IT was a fabulous bank holiday outing to Britain’s newest and most dazzling children’s park – but it left me feeling rather guilty.

The setting could not have been more gorgeous – interactive water fountains, nature trails, climbing walls and tree-lined promenades – and my young daughters loved it.

The girls scampered around an adventure playground, with slightly scary ladders and wobbly bridges built into the trees.

We took the lift to the top of the tower for breathtaking views of the London skyline, and piled into the most famous swimming pool in the land, at a knockdown price.

So what’s the problem? Well, it’s the cool £300 million price tag for converting this site – the Olympic Park, as you’ve probably guessed – for us Londoners to swoon over.

Yes, not only did those fabulous 2012 Games cost £11 billion, but an extra £300 million was tossed in afterwards, to create a “must-see attraction” in the east end.

Now, it makes sense to ensure a popular “legacy” to the Olympics, rather than allow the park to fade into squalor and become a white elephant.
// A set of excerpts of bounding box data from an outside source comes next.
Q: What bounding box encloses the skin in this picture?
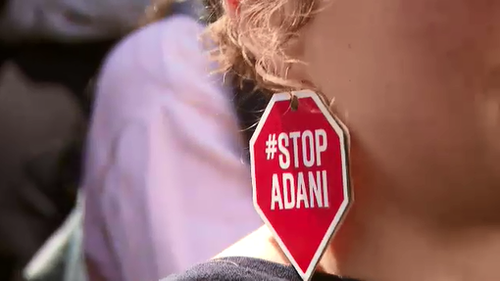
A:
[221,0,500,281]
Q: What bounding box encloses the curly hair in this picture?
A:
[209,0,321,92]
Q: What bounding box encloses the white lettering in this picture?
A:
[278,133,290,170]
[283,173,295,210]
[271,170,330,210]
[290,132,300,168]
[271,174,283,210]
[308,171,326,208]
[302,130,314,168]
[321,171,330,208]
[295,173,309,209]
[314,129,328,167]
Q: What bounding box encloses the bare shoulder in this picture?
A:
[215,226,290,265]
But, unlike most Londoners, I can’t but help think about the rest of the country and what has happened to its parks.

I remember a story I wrote almost four years ago, just as the austerity axe started to be swung by the Coalition. It revealed plans to build scores of new play areas across this region were being scrapped, as town halls were told to hand back the money.

The playgrounds had been promised – for Darlington, County Durham, Hartlepool, Redcar and Cleveland, South Tyneside, North Yorkshire and York – to help tackle obesity. But incoming education ministers insisted the playgrounds were, sadly, being “funded on the never-never” – that the cash simply didn’t exist.

I imagine that, almost everywhere, play areas look increasingly rundown.

Week after week, I seem to stumble across more examples of this double standard, entirely missed by the London-based media, naturally.

At the last Autumn Statement, £60 million of public cash was casually tossed in to help build a spectacular Garden Bridge across the Thames. And, just the other day, Mayor Boris Johnson announced he wants to build an underground ring road around London, at a cost of £30 billion – yes, £30 billion.

As I’ve written before, there’s little doubt that, if HS2 is scrapped, a “cost-benefit analysis” will rule that the money should be spent in the capital, perhaps on Crossrail 2.

Of course, this is a protest as old as the hills – but it’s getting worse. Take it from this guilty, adopted Londoner.

SHE is Britain’s most successful Paralympian, but that counts for little with some the old fogeys that haunt the corridors of the House of Lords.

Dame Tanni Grey-Thompson, who lives in Redcar, revealed: “I’m still quite frequently called ‘the young girl in the wheelchair’.

“In the corridors, people have been patting me on the head, which – if that happened in the outside world – I think I probably would have said something.

“But it’s picking your battles, because the chap that did it was 91 and he comes from a different time.”